Быть стариком, думал отец Игнасио, мерзко, унизительно. И еще эта ужасная изматывающая лихорадка. Мне следовало поступить как тот, черный — отпустить их, а самому остаться здесь. У него хватило мужества, у меня нет. Как тогда, Господи, как тогда — а я-то думал, это больше не повторится.
Проваливаясь в беспамятство, он слышал тихий шепот, словно шелест листвы над головой складывался в слова, словно кровь, пульсирующая у него в сосудах…
— …и холодная вода в сифонах, и мороженое, и свежевыпеченный хлеб, и всякая другая снедь. Булочки, булочки в корзинах, и яблоки, и пушистые персики, и полосатые занавески, хлопающие на ветру…

* * *
Он вскочил, протирая глаза; сквозь листву просачивались золотистые утренние лучи.
Какой чудесный сон ему снился!
Золотистый, как это солнце.
Все были живы, все было прекрасно. Аттертон рассказывал о сокровищах древнего могущественного народа, Элейна смеялась, белая рука у розовых губ. Какая прекрасная женщина! И, что удивительно, Мэри была счастлива тоже. Все счастливы.
Пробуждение было как прыжок в темную воду.
Он в смятении оглядывался по сторонам, нет, ничего не изменилось, Мэри здесь, сидит у прогоревшего костра, руки охватили плечи, словно ей холодно; в такую-то жару. Арчи с деловитым видом выжимает в миску какое-то мясистое растение.
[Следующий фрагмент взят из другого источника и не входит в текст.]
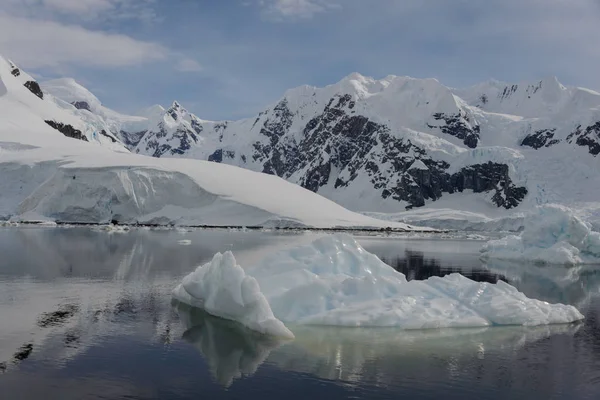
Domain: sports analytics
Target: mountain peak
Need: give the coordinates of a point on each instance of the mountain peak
(69, 90)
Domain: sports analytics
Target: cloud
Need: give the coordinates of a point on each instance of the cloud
(82, 10)
(286, 9)
(78, 7)
(48, 44)
(188, 65)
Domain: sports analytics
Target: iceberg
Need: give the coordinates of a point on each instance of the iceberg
(222, 288)
(553, 234)
(230, 350)
(333, 281)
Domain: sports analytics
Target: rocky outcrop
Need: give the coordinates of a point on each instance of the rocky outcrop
(459, 126)
(541, 138)
(172, 143)
(588, 137)
(81, 105)
(34, 88)
(109, 136)
(67, 130)
(131, 139)
(355, 146)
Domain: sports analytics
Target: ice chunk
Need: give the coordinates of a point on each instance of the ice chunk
(334, 281)
(230, 349)
(223, 289)
(553, 234)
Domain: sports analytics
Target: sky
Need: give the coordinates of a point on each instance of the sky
(229, 59)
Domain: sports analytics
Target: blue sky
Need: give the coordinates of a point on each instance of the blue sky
(231, 58)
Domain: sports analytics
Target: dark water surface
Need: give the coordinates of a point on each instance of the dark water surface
(88, 315)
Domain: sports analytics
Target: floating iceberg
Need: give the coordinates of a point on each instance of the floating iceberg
(553, 234)
(231, 351)
(334, 281)
(223, 289)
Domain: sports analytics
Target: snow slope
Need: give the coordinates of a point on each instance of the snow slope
(496, 149)
(47, 175)
(334, 281)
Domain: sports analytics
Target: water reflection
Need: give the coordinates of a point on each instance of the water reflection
(92, 310)
(555, 284)
(416, 266)
(230, 350)
(357, 354)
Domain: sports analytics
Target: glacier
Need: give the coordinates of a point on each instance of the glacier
(68, 172)
(553, 234)
(491, 152)
(334, 281)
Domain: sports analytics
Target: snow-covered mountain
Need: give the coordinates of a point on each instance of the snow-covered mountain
(56, 165)
(388, 145)
(399, 142)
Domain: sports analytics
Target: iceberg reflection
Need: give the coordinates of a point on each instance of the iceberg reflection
(230, 349)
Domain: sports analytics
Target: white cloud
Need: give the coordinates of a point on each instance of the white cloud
(78, 7)
(81, 10)
(286, 9)
(188, 65)
(38, 44)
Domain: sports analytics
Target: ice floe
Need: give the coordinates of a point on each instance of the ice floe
(334, 281)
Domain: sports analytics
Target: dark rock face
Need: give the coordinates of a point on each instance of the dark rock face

Он поднял глаза на отца Игнасио и улыбнулся.
— У нас будет вода.
— Я… сколько я проспал?
— Двенадцать часов, так примерно.
— Двенадцать часов!
— Мы не хотели вас будить. Вам надо было отдохнуть. Незачем волноваться, отец Игнасио, все в порядке, вы же видите.
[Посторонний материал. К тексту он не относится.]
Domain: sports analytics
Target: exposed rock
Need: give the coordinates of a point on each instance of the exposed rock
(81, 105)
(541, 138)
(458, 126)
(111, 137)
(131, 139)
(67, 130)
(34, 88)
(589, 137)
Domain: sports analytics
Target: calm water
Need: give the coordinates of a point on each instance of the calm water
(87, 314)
— В порядке? — он мотал головой, озираясь. Мэри глядела на него мутными сонными глазами, но она была здесь, на месте, с ней ничего не случилось, слава Богу, слава Богу. — Да, в порядке.
— И ничего странного? Ничего опасного?
— Ничего. Ну, а теперь, когда вы отдохнули, надо подкрепиться и идти дальше, верно ведь? Еще осталось немного мяса.
— Я не хочу есть, — отец Игнасио и впрямь чувствовал непривычную легкость, словно он был наполнен воздухом и солнечным светом.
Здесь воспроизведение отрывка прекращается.